Celebrities of the Army - Colonel R.S.S. Baden-Powell
The following is an extract from "Celebrities of the Army", published by S&N Genealogy Supplies.
"The war in South Africa has made and consolidated several notable reputations, but, perhaps, no single officer will have come out of it with greater accession of both popularity and professional esteem than the gallant cavalryman who is commonly know as "B.P". A few years ago Baden-Powell was chiefly known as a smart and resourceful Hussar, who had done good work in Zululand in 1888, and was a recognised authority on polo, pig-sticking, and sport generally.

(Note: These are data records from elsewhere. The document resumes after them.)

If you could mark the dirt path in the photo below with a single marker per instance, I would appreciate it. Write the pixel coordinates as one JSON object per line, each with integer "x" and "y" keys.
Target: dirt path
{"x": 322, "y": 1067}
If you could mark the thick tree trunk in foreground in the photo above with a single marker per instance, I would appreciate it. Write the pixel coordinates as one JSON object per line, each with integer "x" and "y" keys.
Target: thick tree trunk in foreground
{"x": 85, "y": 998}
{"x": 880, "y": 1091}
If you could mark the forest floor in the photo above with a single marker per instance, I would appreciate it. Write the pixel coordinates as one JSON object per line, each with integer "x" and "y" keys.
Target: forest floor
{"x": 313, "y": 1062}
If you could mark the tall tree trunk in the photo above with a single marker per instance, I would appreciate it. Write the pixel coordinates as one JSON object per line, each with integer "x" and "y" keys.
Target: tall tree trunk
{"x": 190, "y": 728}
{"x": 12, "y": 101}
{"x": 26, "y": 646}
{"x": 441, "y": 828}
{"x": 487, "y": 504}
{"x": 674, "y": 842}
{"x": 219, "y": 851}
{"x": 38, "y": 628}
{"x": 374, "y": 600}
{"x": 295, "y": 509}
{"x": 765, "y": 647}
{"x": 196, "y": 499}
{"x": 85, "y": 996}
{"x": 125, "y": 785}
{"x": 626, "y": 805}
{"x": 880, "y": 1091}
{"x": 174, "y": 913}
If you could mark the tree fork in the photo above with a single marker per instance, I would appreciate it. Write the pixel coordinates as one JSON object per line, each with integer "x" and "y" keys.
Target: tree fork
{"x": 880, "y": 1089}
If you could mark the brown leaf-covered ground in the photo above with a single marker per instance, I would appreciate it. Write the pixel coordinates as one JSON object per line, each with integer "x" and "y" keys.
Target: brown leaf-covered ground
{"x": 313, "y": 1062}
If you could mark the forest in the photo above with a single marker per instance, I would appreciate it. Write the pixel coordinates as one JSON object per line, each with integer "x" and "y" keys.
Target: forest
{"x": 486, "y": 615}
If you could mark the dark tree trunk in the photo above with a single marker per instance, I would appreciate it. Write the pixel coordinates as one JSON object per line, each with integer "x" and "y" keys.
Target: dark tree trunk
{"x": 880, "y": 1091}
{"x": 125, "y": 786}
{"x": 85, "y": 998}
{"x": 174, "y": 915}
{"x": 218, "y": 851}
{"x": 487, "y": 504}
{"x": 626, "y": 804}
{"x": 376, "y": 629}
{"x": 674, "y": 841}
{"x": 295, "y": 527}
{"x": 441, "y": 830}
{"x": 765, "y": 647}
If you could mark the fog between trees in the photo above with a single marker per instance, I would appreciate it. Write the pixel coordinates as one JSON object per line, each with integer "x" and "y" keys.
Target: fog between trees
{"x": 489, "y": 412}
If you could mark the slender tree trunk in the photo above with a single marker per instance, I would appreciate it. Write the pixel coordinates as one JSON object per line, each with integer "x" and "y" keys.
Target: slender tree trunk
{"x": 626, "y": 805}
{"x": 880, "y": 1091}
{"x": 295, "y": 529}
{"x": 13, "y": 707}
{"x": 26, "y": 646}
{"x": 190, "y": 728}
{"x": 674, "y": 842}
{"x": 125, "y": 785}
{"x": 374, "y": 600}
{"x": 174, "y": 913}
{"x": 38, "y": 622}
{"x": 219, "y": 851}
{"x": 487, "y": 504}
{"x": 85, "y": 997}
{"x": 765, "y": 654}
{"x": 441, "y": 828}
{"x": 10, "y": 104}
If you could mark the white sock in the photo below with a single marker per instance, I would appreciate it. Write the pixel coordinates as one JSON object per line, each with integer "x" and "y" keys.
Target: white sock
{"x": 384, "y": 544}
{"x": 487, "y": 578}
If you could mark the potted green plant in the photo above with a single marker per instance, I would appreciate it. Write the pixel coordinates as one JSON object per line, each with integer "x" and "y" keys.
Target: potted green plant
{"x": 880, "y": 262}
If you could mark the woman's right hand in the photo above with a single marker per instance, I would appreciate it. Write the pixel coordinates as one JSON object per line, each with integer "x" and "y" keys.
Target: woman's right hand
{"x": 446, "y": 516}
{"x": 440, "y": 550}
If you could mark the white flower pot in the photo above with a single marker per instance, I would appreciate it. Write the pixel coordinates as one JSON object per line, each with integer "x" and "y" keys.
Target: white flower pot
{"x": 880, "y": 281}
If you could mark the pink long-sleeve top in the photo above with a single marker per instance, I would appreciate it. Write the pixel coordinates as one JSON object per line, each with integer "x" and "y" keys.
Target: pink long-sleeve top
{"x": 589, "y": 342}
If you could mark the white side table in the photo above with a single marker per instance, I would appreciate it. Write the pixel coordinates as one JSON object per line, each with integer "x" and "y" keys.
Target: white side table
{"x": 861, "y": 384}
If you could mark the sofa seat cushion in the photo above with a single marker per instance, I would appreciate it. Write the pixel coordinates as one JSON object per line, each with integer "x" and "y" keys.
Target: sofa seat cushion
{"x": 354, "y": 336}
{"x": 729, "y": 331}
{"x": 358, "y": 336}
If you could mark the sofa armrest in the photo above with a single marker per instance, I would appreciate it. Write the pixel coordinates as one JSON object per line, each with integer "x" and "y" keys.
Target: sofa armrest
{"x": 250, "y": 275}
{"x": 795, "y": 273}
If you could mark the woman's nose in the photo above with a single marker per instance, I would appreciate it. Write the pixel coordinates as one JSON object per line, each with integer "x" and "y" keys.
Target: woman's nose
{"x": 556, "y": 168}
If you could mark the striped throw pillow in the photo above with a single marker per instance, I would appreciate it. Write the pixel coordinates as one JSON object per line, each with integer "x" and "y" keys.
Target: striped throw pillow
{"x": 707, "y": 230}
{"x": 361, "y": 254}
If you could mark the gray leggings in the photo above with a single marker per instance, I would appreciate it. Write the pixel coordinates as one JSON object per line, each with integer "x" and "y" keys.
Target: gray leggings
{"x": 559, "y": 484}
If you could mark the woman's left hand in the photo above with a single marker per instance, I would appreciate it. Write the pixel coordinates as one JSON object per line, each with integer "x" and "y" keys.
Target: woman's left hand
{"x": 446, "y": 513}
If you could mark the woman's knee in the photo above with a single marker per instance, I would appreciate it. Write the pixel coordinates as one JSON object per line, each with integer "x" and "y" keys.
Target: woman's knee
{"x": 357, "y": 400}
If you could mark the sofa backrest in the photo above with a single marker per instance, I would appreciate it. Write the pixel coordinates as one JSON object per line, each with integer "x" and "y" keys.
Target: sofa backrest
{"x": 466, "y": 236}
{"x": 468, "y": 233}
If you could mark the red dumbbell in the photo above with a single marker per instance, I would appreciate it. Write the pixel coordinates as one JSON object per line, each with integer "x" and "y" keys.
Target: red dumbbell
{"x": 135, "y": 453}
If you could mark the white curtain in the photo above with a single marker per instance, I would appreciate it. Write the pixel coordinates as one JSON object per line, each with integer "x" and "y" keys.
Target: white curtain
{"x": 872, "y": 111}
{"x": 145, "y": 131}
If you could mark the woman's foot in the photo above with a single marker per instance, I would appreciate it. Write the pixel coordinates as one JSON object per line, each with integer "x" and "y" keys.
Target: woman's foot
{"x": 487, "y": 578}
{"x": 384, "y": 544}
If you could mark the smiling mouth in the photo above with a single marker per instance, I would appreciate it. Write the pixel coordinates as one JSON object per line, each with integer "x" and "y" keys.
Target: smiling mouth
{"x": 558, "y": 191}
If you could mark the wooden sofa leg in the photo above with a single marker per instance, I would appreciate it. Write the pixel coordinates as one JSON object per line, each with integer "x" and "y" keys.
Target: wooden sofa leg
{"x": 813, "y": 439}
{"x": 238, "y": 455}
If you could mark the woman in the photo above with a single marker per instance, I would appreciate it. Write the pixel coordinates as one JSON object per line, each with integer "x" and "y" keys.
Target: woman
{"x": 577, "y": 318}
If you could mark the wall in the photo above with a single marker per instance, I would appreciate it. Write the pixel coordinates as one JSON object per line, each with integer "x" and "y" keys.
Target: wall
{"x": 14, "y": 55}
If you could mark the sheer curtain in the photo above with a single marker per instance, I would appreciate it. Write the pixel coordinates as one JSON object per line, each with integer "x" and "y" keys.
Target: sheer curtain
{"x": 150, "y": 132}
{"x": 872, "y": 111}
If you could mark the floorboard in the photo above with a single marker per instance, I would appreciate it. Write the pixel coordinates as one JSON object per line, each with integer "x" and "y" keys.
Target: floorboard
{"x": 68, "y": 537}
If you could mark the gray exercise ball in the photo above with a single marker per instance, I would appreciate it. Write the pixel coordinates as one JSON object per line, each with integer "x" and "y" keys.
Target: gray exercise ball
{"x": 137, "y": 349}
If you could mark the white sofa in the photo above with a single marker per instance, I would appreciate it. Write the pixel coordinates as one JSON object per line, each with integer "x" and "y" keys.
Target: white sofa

The son of a well-known Oxford professor, he had entered the 13th Hussars at the age of 19 in 1876, had been adjutant of his regiment, A.D.C at the Cape, and Assistant Military Secretary at Malta, and had won the Kadir Cup "after pig" at Cawnpore. But he did not come to the front as a campaigner until the Ashanti Expedition of 1896, when he was employed on special duty in charge of native levies, and, incidentally, by the Daily Chronicle as a Correspondant. His letters to the latter were afterwards expanded into a volume entitled "The Downfall of Prempeh", which proved him to possess considerable literary and descriptive power. Indeed his intellectual capacity, apart from soldiering, is very marked, and in singing, painting, and amateur acting, as well as in literature, this versatile sabreur takes keen pleasure when not engaged in the sterner pursuit of hunting men."